Cartesian Therapeutics announced positive topline results from its Phase 2b trial of Descartes-08 in patients with generalized myasthenia gravis (MG). The trial met its primary endpoint with statistical significance, demonstrating the potential of Descartes-08 as a novel treatment for this debilitating autoimmune disorder. The company expects to hold an End-of-Phase 2 meeting with the FDA by year-end.
Primary Endpoint Achieved
The Phase 2b trial was a double-blind, placebo-controlled, crossover study involving 36 heavily pre-treated patients with MG. Patients were randomized 1:1 to receive either Descartes-08 or placebo as six weekly outpatient infusions, without preconditioning chemotherapy. The primary efficacy endpoint was the proportion of patients with a reduction of five points or more in the MG Composite (MGC) score at Month 3.
The trial achieved its primary endpoint in the pre-specified modified intent-to-treat (mITT) efficacy population. 71% (10/14) of patients treated with Descartes-08 showed a 5-point or greater improvement in MGC score at Month 3, compared to 25% (3/12) of patients treated with placebo (p=0.018). The trial also achieved its primary endpoint with statistical significance in the per-protocol population, with 69% (11/16) of patients treated with Descartes-08 observed to have 5-point or greater improvements in MGC score at Month 3 compared to 33% (5/15) of patients treated with placebo (p=0.048).
Secondary Endpoints and Safety
Consistent with previous results from the Phase 2a open-label portion of the trial, Descartes-08 responders experienced deep improvements across MG severity scales at Month 3 (average MG-ADL = -5.6; MGC= -8.3; QMG = -5.0; QoL-15r = -7.9). These improvements persisted or further improved in patients evaluated at their Month 4 (n=5) and Month 6 (n=3) follow-up visits.
Descartes-08 continues to demonstrate a favorable safety profile, supporting outpatient administration without the need for lymphodepleting chemotherapy. The therapy was well-tolerated, with adverse events being transient and mostly mild. Notably, there were no cases of cytokine release syndrome or immune effector cell-associated neurotoxicity syndrome.

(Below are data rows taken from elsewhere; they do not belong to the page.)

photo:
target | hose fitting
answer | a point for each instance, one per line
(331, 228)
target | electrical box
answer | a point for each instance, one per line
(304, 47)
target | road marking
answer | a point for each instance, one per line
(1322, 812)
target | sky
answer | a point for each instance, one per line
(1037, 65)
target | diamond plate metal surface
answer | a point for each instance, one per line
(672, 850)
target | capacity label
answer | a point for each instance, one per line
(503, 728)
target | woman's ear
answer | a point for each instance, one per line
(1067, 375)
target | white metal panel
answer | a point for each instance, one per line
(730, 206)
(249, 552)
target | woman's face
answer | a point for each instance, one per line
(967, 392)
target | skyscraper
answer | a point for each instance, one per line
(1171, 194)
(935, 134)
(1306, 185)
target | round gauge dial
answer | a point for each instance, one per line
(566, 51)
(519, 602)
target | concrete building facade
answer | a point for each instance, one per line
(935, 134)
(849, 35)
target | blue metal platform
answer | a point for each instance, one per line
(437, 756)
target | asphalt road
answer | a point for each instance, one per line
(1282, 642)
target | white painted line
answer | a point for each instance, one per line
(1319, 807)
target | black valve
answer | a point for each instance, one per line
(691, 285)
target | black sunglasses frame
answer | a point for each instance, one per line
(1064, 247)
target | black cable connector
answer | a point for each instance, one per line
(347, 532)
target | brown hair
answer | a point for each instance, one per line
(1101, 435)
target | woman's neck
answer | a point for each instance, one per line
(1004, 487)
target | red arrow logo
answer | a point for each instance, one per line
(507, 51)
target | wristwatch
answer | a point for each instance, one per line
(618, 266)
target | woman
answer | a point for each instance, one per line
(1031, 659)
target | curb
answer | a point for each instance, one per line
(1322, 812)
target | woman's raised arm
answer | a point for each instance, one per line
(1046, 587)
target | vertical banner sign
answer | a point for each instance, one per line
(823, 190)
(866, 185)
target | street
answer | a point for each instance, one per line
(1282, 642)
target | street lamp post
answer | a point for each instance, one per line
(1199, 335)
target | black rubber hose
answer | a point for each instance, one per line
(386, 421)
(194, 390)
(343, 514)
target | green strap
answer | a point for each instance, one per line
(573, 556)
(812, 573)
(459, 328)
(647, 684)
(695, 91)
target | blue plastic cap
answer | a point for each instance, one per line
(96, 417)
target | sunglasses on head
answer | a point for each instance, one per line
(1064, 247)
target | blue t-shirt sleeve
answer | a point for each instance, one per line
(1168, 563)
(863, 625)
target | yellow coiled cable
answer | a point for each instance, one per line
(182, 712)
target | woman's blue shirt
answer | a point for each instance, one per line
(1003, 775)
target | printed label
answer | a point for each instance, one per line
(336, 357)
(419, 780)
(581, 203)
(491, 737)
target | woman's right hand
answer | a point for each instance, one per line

Updated Phase 2a Open-Label Trial Results
Updated results from two patients enrolled in the Phase 2a open-label portion of the trial showed rapid improvement in clinical scores and maintained minimal symptom expression for up to one year after receiving a second treatment cycle. The time course and magnitude of treatment response upon retreatment were similar to those seen when the patients were first treated. Four of the seven patients from the Phase 2a portion of the trial maintained clinically meaningful responses for at least one year following initial dosing.
Implications for Myasthenia Gravis Treatment
Myasthenia gravis is a chronic autoimmune disorder characterized by muscle weakness and fatigue. Current treatments often involve chronic immunosuppressive medicines, which carry risks and side effects. Descartes-08 offers a potential short-course treatment option with a favorable safety profile, addressing a significant unmet need in MG management.

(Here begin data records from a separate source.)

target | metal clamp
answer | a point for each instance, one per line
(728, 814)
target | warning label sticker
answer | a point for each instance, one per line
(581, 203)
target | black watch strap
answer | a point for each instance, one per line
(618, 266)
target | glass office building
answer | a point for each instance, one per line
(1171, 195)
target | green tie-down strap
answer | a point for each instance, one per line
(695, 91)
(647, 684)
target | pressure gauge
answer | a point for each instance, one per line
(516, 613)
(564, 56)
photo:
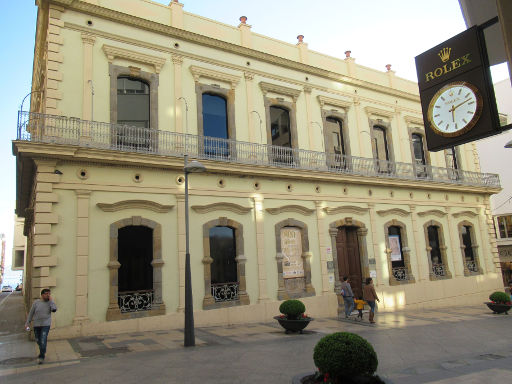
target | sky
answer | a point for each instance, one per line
(377, 32)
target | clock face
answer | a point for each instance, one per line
(455, 109)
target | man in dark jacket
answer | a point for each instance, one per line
(41, 314)
(348, 296)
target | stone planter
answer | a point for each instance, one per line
(498, 307)
(295, 325)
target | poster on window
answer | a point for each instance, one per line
(291, 248)
(394, 245)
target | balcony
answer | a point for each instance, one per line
(42, 128)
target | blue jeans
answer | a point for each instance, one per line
(41, 335)
(349, 304)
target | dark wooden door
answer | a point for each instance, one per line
(349, 262)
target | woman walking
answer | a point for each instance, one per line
(369, 295)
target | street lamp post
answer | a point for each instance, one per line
(190, 341)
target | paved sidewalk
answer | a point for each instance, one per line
(456, 345)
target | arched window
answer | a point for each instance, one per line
(281, 135)
(436, 251)
(132, 102)
(452, 163)
(223, 253)
(380, 149)
(419, 155)
(335, 147)
(133, 112)
(469, 249)
(398, 252)
(215, 125)
(224, 264)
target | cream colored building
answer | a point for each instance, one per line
(317, 168)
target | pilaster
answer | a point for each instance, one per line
(379, 261)
(43, 221)
(303, 50)
(82, 257)
(458, 266)
(260, 248)
(177, 61)
(54, 60)
(245, 32)
(320, 225)
(422, 266)
(176, 14)
(88, 86)
(180, 205)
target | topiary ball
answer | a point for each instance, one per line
(499, 297)
(292, 308)
(345, 354)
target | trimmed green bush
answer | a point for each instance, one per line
(292, 308)
(499, 297)
(345, 355)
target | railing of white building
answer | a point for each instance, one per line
(44, 128)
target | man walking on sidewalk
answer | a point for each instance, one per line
(41, 314)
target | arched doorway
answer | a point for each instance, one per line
(135, 269)
(350, 254)
(349, 260)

"We believe the positive data presented today demonstrate clinical proof-of-concept of our novel mRNA platform and highlight the potential of Descartes-08 to provide deep and durable improvements for patients with MG," said Carsten Brunn, Ph.D., President and Chief Executive Officer of Cartesian.
Ongoing Research and Future Directions
Cartesian has an ongoing double-blind randomized control trial of Descartes-08 in MG, with topline data expected in the middle of this year. The company also has an investigational new drug allowance for Descartes-08 for systemic lupus erythematosus and is on track to dose the first patient in the first half of this year. These efforts underscore Cartesian's commitment to expanding the application of mRNA cell therapy to other autoimmune diseases.